Energy Transfer (ET) continues to push for its Warrior natural gas pipeline out of the Permian Basin, even though a competing project reached final investment decision (FID) first.
Backers of the Blackcomb Pipeline, a proposed 365-mile pipeline to move natural gas from the Permian Basin to the Augua Dulce area in South Texas, announced FID on July 31.
During ET’s second-quarter earnings call on Aug. 8, co-CEO Mackie McCrea said the company was still going full speed on the development of Warrior.
“We've had some questions, both internally but mainly externally, about what does the announcement going to Agua Dulce do to Warrior?” McCrea said. “I’ll just summarize that—zero.”
For one thing, Warrior will service a different part of the Permian.
Analysts predicted the Blackcomb announcement would hinder the development of other major natural gas pipeline projects out of the Permian.
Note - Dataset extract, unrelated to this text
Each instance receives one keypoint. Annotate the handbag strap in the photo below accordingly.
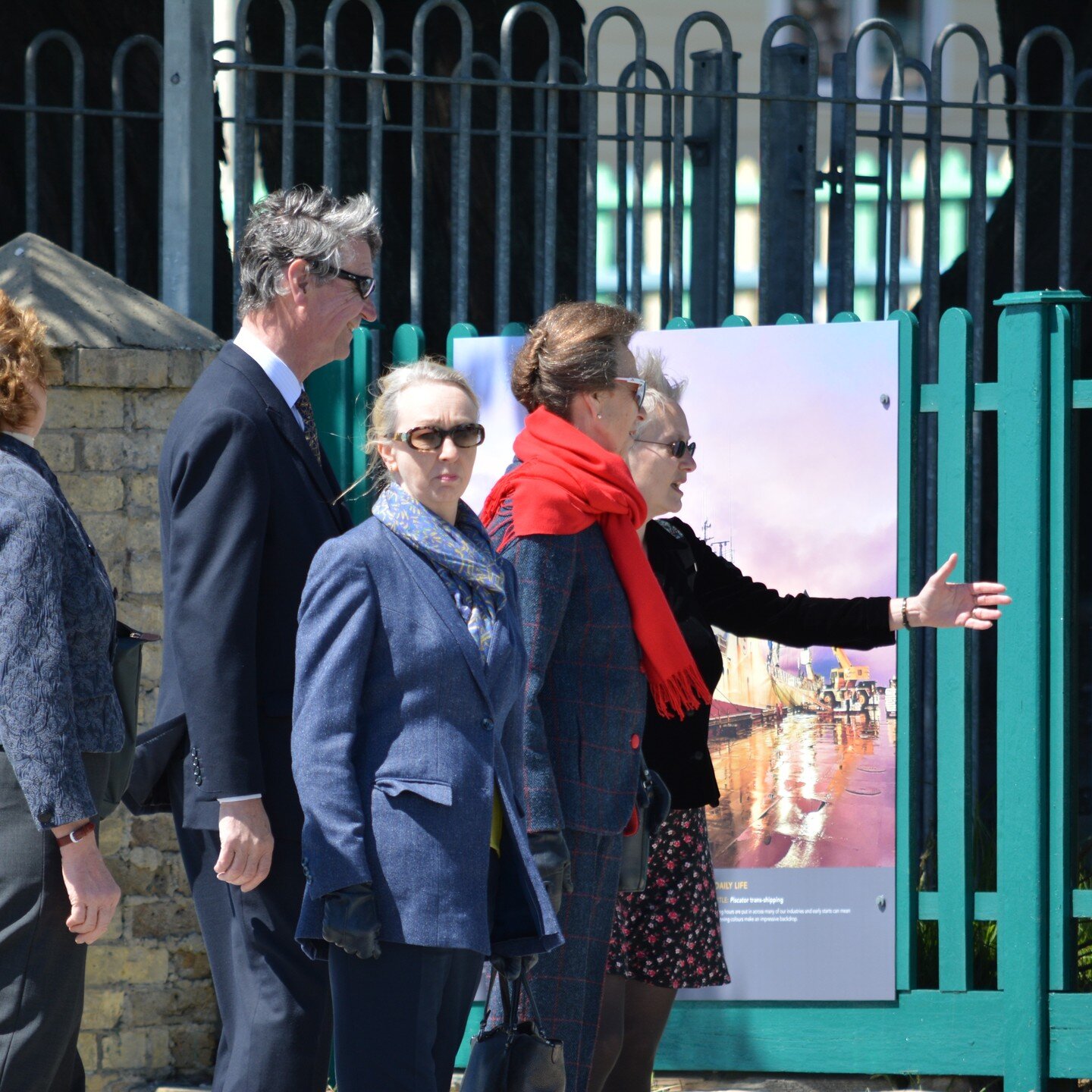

Blackcomb is designed with a capacity of 2.5 Bcf/d to handle the rising levels of natural gas production predicted for the area by 2026—when Blackcomb is expected to begin service.
The Warrior Pipeline is designed to connect 1.5 Bcf/d to 2 Bcf/d of natural gas to ET’s interconnects southwest of Fort Worth in northern Texas. The different delivery location means Warrior remains viable, McCrea said.
“The vast majority of the customers that we've already signed up, and that we're pressing to sign up over the next 60 to 90 days, have no desire for either their gas to be in South Texas or in the markets that are supporting this project,” McCrea said. “So by no means is that slowing us down.”
There is a “tremendous market” for natural gas in East Texas and in the states beyond, he said. The CEO also cited growing demand for natural gas powergen needed to keep pace with data center growth.
On the supply side, ET believes the ongoing development of the Permian will be enough to support the Warrior as well as the Blackcomb in the years to come.
“I'll be disappointed—though certainly I’m not implying that we're almost FID—but I'll be disappointed if we're not announcing FID by our next earnings call,” McCrea said.
NGL strength
While natural gas market growth remains in the future, ET reported that 2024 has so far been strong for its NGL business. In the first half of 2024, the company spent about $1 billion in organic growth capital on its NGL, refined products and midstream segments. For all of 2024, the company raised its growth capex expectations from $2.9 billion to $3.1 billion, primarily for the same three segments.
In the second quarter, adjusted EBITDA in the NGL and refined products segments was $1.07 billion, compared to $837 million for the same period in 2023. ET reported record traffic on its NGL lines, as well as record NGL exports.
The company expects to see growing supplies of NGLs from its $3 billion acquisition of the Permian’s WTG Midstream Holdings, which closed in July.
“It's really going to feed into our residue business, our downstream residue business, as well as our Lone Star NGL transport and fractionation business,” McCrea said. “We’re still getting our arms around it.”
The Gulf Coast Lone Star NGL Express transports products from the Permian to ET’s Mont Belvieu and fractionation and storage facilities.
Overall for the second quarter, the company reported a net income of $1.31 billion and adjusted EBITDA of $3.76 billion. During the same period in 2023, adjusted EBITDA was $3.12 billion.